The act continued to make history as it went from “Boys” to “Men.”

The Midtown Men are the first vocal group to emerge from a Broadway musical. They have also released two public television concert specials: “The Midtown Men Live in Concert” and “Meet the Midtown Men,” a documentary.

While it’s rare to be in a Broadway show the magnitude of “Jersey Boys,” it’s rarer still to follow it up with a musical act that has been touring for nearly a decade.

And The Midtown Men’s ability to get audiences dancing in the aisles means there’s no end in sight.

“We’ve been together longer than most of the groups we cover,” said Longoria. “It’s a testament to our friendship and the experience we shared.”
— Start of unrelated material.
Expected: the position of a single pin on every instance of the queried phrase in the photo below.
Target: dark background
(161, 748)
In Midtown Men, Longoria and his bandmates – Christian Hoff, Daniel Reichard and J. Robert Spencer – are just being themselves.
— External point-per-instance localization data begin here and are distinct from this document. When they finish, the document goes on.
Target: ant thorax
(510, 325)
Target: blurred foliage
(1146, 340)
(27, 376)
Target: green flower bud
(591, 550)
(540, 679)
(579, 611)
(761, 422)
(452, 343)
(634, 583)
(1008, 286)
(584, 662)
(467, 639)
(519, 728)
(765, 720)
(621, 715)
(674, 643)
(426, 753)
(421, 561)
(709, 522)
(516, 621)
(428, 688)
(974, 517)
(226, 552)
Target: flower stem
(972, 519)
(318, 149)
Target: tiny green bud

“We use our own voices,” he said. “Even when I sing Frankiie (Valli) i don’t allow performance or mimic to influence me. I speak through my own voice and tell the message.”
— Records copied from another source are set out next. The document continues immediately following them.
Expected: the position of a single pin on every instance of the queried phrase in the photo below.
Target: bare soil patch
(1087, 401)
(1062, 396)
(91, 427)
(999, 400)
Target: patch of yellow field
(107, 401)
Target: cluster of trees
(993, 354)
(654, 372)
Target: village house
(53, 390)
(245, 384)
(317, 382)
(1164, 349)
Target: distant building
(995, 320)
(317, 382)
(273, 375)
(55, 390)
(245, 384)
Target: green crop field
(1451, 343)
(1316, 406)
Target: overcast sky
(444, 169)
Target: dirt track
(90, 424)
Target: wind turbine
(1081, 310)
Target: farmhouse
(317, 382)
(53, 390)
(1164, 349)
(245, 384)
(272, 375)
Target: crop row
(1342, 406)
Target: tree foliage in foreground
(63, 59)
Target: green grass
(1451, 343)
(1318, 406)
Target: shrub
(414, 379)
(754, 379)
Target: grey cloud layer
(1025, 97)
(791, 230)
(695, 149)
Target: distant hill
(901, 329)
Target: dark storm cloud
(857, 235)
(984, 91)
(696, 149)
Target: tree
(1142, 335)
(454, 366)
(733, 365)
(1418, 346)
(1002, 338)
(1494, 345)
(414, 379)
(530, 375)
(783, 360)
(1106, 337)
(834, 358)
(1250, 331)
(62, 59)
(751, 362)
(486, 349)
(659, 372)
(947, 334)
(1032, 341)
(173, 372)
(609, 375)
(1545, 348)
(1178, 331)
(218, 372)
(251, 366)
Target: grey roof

In their show, the members share stories of how they met and their friendship. “By the end of the show people know a lot more about us,” said Longoria. “They know us by name.”

Longoria is a Los Angeles native who was focused on a Broadway career from a young age. “I always auditioned for acting roles,” he said. “Singing was always in my life, but I never considered it my career.”

It was during an audition when he was in college that he discovered how high his voice could go.

“The director said go up an octave, to all of those notes I never knew were there,” he said. “That’s when I discovered I had a falsetto.”

While theater was Longoria’s first passion, he now finds being a singer to be equally satisfying.

“I always want to be a storyteller and take an audience through a journey that is cathartic, and change their lives,” he said. “Through this experience of being a concert singer, I’ve seen that each song is its own play, a brand new character. I can have 20 stories in a single show, and people relate to them. Now, my passion is in telling stories through song.”

About those songs: what makes the pop music of the 1960s so enduring?

“It’s a testament to the writing of that era,” said Longoria. “Kids in high school are learning about love and loss, and [the songs] use simple language that everyone would understand and know. The message has that vibrant energy, and even though they’ve grown up, that energy lives forever in that song.”

Other than the Four Seasons, Longoria’s favorite bands of that era are the Beach Boys and the Ronettes because of their use of vocal harmony.

“When you are harmonizing, it feels like you are in the song, being lifted by it,” he said. “I can only imagine what the audience is feeling. It makes them so happy, and they tell us how we brought back memories from their childhood, and helped them create new memories.”